The United States implements import relief (or a safeguard action) under Section 201 of the Trade Act of 1974. These actions are in accordance with GATT Article XIX and the WTO Safeguards Agreement. United States trade law in this area sets forth the authority and procedures for the President to take action by determining if “an article is being imported into the United States in such increased quantities as to be a substantial cause of serious injury, or threat thereof, to the domestic industry producing an article like or directly competitive with the imported article.”
A second important import relief mechanism is the special safeguard that helps U.S. industries and workers deal with import surges from China. This mechanism, found in Section 421 of the Trade Act of 1974 as amended, is available to the United States (and other WTO Members) for 12 years after China’s accession, or until December 11, 2013. This mechanism is distinctive because it is China specific, meaning that it allows the United States to apply safeguard measures that are targeted solely at Chinese products (rather than at imports from all countries, as is normally required by WTO rules).
The process for both safeguard mechanisms is similar. Following the receipt of an appropriate petition, the International Trade Commission (ITC) conducts an analysis to determine whether relevant imports are, or threaten to be, a substantial cause of injury to domestic industry. If a positive determination is made, the ITC then makes recommendations as to the type of remedy that could be used to provide for import relief.
Once a final ITC recommendation is made, the inter agency group must also formulate its recommendation to the President.
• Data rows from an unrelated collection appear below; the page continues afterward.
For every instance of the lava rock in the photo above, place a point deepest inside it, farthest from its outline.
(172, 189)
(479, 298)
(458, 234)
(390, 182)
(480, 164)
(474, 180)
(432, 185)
MAS’s Office of Trade Policy Analysis (OTPA) has the lead on coordinating the ITA position on both global (Section 201) and China specific (Section 421) safeguard issues. OTPA coordinates with staff from MAS industry offices, IA, MAC, and OGC in assessing whether import restrictions will improve the competitiveness of U.S. industries and, if so, what remedies should be imposed.
OTPA draws on industry analyst expertise, empirical economic analysis, including economic modeling, and input from IA, MAC, and OGC in this process. Once an ITA consensus is reached, it and other agencies will vote on an inter agency recommendation to the President. The President then makes the final decision regarding the implementation of import relief.